People need to understand, and I mean really understand, what "of, for and by" really means. The 'of' is simple enough, and the 'for' is equally as straightforward. It's the 'by' I think people either forget or confuse its meaning with 'of'. It means the government should be born from the opinion, evidence, or authority of the people. Losing habeus corpus means the government performed outside of the interest of the people, and therefore the government, for that Act alone, was "of and for" but not "by". It's unjust, and the moment the power is used inappropriately I imagine the silent majority will raise holy hell. At least, I hope they do. And, at least, I hope it happens before future generations become all too comfortable with that Act, assuming it to be common and unchallengeable.

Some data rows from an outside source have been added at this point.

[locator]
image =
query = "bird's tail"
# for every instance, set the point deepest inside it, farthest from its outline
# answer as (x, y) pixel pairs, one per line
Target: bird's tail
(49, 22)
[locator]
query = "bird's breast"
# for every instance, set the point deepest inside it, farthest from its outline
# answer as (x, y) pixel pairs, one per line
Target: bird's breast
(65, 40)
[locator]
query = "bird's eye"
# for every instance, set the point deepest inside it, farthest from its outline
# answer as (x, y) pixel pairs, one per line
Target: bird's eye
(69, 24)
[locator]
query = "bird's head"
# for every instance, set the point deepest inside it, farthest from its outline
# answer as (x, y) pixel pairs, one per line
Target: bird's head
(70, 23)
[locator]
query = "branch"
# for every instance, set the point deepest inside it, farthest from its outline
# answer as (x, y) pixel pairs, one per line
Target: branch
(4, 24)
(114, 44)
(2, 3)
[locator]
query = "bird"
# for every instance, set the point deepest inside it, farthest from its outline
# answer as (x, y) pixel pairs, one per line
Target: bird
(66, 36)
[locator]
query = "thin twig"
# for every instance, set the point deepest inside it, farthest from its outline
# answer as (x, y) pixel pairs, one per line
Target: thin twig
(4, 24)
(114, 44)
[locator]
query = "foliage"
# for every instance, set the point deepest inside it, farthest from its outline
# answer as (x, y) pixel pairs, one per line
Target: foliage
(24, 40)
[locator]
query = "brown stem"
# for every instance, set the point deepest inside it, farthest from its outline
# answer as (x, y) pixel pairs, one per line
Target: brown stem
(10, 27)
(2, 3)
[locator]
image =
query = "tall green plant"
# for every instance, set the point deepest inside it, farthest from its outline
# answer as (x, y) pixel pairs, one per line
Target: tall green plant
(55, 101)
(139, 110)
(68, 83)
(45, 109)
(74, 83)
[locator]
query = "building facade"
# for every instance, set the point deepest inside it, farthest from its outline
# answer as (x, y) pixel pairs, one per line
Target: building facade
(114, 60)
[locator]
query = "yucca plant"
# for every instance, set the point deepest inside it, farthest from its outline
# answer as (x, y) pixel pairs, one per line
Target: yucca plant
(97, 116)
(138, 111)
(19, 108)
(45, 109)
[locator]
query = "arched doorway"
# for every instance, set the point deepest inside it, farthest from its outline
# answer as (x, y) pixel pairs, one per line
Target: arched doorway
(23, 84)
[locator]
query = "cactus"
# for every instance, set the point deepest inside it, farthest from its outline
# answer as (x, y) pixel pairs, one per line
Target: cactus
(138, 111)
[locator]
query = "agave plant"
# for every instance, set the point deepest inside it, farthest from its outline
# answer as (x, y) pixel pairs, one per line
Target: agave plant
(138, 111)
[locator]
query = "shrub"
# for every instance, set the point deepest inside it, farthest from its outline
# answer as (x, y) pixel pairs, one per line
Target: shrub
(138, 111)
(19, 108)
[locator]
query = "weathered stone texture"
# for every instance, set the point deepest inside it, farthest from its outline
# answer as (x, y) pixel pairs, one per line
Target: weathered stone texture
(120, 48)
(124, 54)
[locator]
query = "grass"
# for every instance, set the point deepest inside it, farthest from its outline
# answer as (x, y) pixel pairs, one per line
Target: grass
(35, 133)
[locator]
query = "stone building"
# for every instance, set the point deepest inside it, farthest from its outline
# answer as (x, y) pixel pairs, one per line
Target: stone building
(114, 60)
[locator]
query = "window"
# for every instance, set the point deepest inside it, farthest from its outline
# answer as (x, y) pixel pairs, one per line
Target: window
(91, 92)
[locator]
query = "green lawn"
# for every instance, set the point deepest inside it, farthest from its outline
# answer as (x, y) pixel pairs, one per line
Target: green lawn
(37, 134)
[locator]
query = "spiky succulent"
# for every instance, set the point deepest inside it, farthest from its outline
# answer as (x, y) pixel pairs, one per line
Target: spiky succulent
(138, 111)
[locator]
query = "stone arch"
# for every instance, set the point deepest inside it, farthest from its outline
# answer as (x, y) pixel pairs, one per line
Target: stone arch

I'm stepping off my soapbox now.

blankfist said...

With that statement, Peggy is now an unlawful enemy combatant...

Peggy said...

I'm the reason they made this law.

Craig Moorhead said...

I have dreams where I have despotic powers all the time. I also have a dream where I can eat all the pizza in the world and never stop.

Renewed Republican said...

Some of you may read my blog from time to time, it's the I used to be democrat ( i.e renewed republican) and I have found that republican's make more money… so I switched. But I have to say this particular law goes a little over the top. I say this because when Hitler started his massive crack down on intellectuals, professionals, university personnel, the afflicted, homosexuals, and the Jews, he did not do this alone, he had his courts and laws that he had passed and these justified and codified these actions. These acts all had the power of law behind them. Now bubba boy has the same powers, he can throw anybody in jail with out a trial with out even a charge against them. Now I know he won’t throw me or anybody like me, no true republicans, in the slammer but you boys and girls should watch your step. In some countries they call the them the “disappeared”, folks that talk bad about the government, maybe they spoke out at a rally, gave money to one cause or another, here in the US we can now label them as enemy combatants. I say we, I meant the pres can do so. Now that’s a lot of power, for one office. Just glad he’s on our side.

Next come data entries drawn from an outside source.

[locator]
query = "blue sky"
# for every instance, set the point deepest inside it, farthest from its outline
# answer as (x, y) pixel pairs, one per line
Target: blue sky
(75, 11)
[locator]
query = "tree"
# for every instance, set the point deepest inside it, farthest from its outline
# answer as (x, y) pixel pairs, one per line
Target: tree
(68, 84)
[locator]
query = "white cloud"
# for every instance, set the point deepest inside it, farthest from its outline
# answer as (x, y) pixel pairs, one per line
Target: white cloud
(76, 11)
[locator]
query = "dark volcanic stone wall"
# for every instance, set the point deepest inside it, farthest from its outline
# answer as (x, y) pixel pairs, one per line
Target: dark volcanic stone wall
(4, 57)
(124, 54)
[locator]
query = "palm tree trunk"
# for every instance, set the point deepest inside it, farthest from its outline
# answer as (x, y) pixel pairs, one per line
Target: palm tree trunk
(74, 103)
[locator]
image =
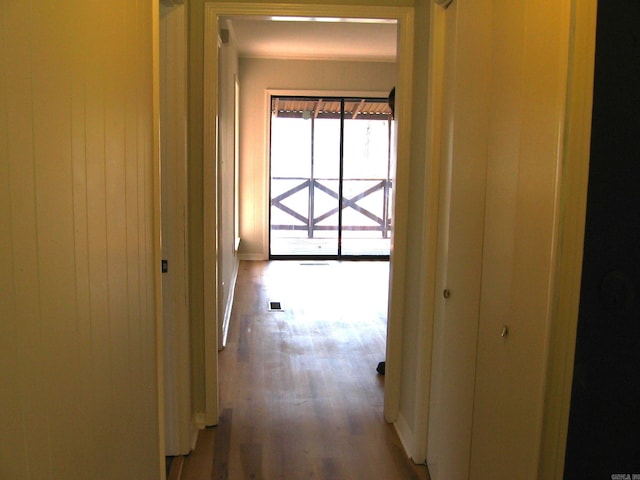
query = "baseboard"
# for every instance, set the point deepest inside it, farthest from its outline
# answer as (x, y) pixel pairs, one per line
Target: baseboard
(229, 307)
(253, 257)
(176, 468)
(405, 434)
(197, 423)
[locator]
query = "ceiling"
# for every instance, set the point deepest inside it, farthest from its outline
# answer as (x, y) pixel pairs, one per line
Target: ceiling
(335, 39)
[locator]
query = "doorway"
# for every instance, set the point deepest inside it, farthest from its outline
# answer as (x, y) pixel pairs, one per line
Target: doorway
(213, 12)
(330, 178)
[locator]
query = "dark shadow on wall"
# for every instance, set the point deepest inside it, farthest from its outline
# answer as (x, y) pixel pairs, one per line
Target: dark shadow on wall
(604, 425)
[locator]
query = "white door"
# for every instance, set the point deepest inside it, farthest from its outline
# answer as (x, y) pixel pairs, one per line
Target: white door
(460, 242)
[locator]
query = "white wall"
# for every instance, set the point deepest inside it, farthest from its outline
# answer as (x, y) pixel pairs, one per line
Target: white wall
(256, 77)
(228, 258)
(78, 242)
(506, 87)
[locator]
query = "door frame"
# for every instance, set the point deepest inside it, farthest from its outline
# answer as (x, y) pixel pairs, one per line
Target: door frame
(404, 16)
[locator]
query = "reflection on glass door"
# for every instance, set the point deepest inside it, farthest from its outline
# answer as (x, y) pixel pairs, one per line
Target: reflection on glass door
(330, 177)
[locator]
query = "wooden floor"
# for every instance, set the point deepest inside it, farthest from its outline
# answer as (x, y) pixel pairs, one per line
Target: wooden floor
(299, 393)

When we put him in office, all he was supposed to do was empty the treasury into my pocket, he did that very quickly. We did not want him to hold on to our money for a second longer than necessary, and he did just that, nearly over night. He started the war after 9/11, which was not in our play book. But you also have to remember it’s not bubba, it’s his handlers around him that called those shots and they too are soaking up this power. The famous statement “no good targets in Afghanistan” ( no reason to bomb them back to the stone age.. they were already there) was said by his chief hander, Chaney. But as long as he has been obedient to us, we have left him pretty much to his own devices.

The megalomania of small people is an historic fact, he might not be small in physical stature but intellectually we have known since the beginning he was quite dim, but like Ronny before him, he has had some good handlers, at least up til now. This latest lunge for more power is really over the line, but at least I don’t have to worry.. well at least not yet.